Posts that masquerade as “legitimate dissenting opinions just not getting a fair shake from the left by golly” but which really seek to undermine structures by which systemic racism can possibly be called out and held accountable for harm (like the framework of microaggressions) deserve to be flagged and shut down. They don’t serve any free speech or intellectual honesty purpose to preserve discourse and the psychological safety to disagree, and they are roundly disingenuous tools for filibustering actual legit discourse and progress. It’s just taking crass tools of hate groups and dressing them up with five dollar words and armchair discussion of academic freedom of expression, when really it’s just hostile noise jamming against progress.
Flamewar comments and personal attacks are not cool and will get you banned here, regardless of how right you are or feel you are. Please review https://news.ycombinator.com/newsguidelines.html and use HN as intended.
Systemic _anything_ is that thing perpetuated through systemic effects. In the case of racism it's a structural effect that lasts long after the prolonged and intentional oppression of certain minority groups. Things like a lack of generational wealth, de facto segregation, racial profiling in policing and so on.
The thing with systemic effects in general is that they're not perpetuated intentionally, but are emergent properties of relationships within a complex system. There are ways to unpick and understand why these problems are occurring and prevent their continuation, but I'm sorry to say that I'm just not seeing that coming from the progressive movement at the moment. I care deeply about systems theory and its applicability in solving some of our pressing social problems, but I'm not seeing its use in social activism. Instead the tactics of corporate D&I seem actively designed to look good while not really doing anything. Same with microaggression and unconscious bias training; all they're going to do is put well meaning people on the defensive when interacting with marginalised people for fear of saying something offensive, and that's not going to help anybody.

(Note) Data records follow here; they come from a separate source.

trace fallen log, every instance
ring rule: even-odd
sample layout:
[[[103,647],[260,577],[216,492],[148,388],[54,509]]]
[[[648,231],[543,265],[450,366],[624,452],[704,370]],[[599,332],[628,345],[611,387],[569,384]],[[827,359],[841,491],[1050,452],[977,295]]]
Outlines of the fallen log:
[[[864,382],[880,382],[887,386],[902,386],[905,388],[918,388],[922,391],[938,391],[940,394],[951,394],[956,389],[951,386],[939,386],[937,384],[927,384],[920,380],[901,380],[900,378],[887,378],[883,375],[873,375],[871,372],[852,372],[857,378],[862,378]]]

> a lack of generational wealth, de facto segregation, racial profiling in policing and so on.
That's what's always bugged me about people saying "systemic racism". They never could tell me what it is. You are the first person I have read who can actually say something concrete, something I can actually understand.
I had assumed that, because nobody could actually say what it is, that it was just a nebulous term being tossed around to make whites feel guilty. Now I'm going to have to re-think that.
So, congratulations. You made me think. That's about the highest compliment possible on HN...
FWIW sometimes I'm not sure that the people using the term know what it means either. They often use it but then the attempted solution is basically to call out perceived racism in individuals, which will obviously do nothing to help these problems. The root self perpetuating problem is the poverty trap, combined with the racial aspects of segregation and profiling.
Systemic solutions would be things like investing more into inner city schools than the national average, targeted educational and entrepreneurial assistance for enterprising people from poor black backgrounds (I have a sneaking suspicion that many of the current progressive outreach programs are taken up by already-middle-class black people, which doesn't help solve the problem, but I hope I'm wrong) and other measures designed to provide ladders out of poverty to a large number of people at once. You basically need to provide elevated opportunities.
That you feel you are identifying solutions, or even a definition, not understood or pursued by people creating things like microinequity training, just reveals your ignorance.
I think my earlier comment which you described as a “no u” comeback was actually really apt and crystal clearly accurate based on your follow-ups.
You have not provided any evidence for this claim. And in fact, the very concept of "microinequity" (whatever that might mean) is at the opposite end of the spectrum from anything systemic.